Do you want to be a friend or do you want to be a leader? Or perhaps you’re looking for that happy medium and you’d like to be a friendly leader. The answer lies in where you’ve chosen to set your boundaries.
Healthy boundaries will help you remember that as a leader your primary function is to guide and inspire your team. From that perspective, you will be able to freely challenge people, pull the best out of them, request their commitment and hold them accountable. Healthy boundaries will also allow you to set the tone, the energy level and mindset of your team.
To confuse being liked with being trusted or respected is a classic trap for many leaders.
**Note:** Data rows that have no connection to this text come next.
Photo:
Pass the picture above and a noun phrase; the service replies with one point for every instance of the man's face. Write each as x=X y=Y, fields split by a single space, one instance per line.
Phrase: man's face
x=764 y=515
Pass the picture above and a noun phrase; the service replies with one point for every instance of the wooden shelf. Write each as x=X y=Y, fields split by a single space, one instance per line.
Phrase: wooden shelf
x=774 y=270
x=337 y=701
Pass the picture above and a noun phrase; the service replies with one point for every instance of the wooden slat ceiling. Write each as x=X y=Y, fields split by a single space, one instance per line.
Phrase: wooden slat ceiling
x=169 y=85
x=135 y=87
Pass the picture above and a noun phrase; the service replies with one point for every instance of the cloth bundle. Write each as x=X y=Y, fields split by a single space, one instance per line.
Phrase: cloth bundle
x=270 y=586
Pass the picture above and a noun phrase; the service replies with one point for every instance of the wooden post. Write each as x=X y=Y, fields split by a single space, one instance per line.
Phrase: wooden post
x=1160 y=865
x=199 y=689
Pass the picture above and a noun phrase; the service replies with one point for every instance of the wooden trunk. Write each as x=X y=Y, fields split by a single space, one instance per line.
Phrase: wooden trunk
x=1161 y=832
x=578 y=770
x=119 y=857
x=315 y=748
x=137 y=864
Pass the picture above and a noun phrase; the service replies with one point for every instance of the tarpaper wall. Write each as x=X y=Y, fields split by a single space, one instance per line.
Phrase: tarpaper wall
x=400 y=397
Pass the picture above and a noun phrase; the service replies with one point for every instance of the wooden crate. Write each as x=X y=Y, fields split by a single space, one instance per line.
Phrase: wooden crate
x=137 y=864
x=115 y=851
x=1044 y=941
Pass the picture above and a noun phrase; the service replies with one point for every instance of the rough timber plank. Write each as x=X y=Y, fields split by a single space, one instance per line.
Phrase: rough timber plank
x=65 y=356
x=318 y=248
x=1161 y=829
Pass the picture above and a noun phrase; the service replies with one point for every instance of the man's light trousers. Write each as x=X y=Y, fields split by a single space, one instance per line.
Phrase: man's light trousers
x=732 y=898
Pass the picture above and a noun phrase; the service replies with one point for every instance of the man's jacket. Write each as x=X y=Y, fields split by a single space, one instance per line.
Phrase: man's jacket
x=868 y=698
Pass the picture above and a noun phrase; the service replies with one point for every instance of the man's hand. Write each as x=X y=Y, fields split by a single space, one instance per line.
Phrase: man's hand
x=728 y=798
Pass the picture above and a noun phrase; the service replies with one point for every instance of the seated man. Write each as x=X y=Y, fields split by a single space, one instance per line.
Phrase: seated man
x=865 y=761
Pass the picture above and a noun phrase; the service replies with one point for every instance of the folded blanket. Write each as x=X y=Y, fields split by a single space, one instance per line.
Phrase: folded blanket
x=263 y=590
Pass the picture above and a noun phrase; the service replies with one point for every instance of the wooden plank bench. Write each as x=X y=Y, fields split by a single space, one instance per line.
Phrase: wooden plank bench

Slipping into the role of being a friend to your direct reports is a slippery slope which will likely dilute your position as their leader.
Sooner or later you will have to decide against, disappoint, criticize, discipline, or even fire someone who works for you. To someone who views you as a friend, these actions will feel like a personal betrayal. Once your relationship is damaged, you will find that their responsiveness and their commitment is likely to wane.
Naturally you may find yourself to be more in sync with certain individuals on your team. Whether you share some special projects or some personal interests with a staff member, be mindful that developing a closer work relationship with one of your direct reports may be perceived as ‘hanging out’ and favouritism. It will not take long for people to wonder if the person closest to the leader has more power. Small things can throw perception off and impact a team’s dynamics.
Healthy boundaries are crucial to your success as a leader. They foster your credibility. If you want to experiment with developing healthy boundaries, try giving a good dose of respect, empathy and compassion while holding people accountable to their commitments. A great test to evaluate your boundaries is asking yourself the following, “while all may not be equal can I say that I am fair?”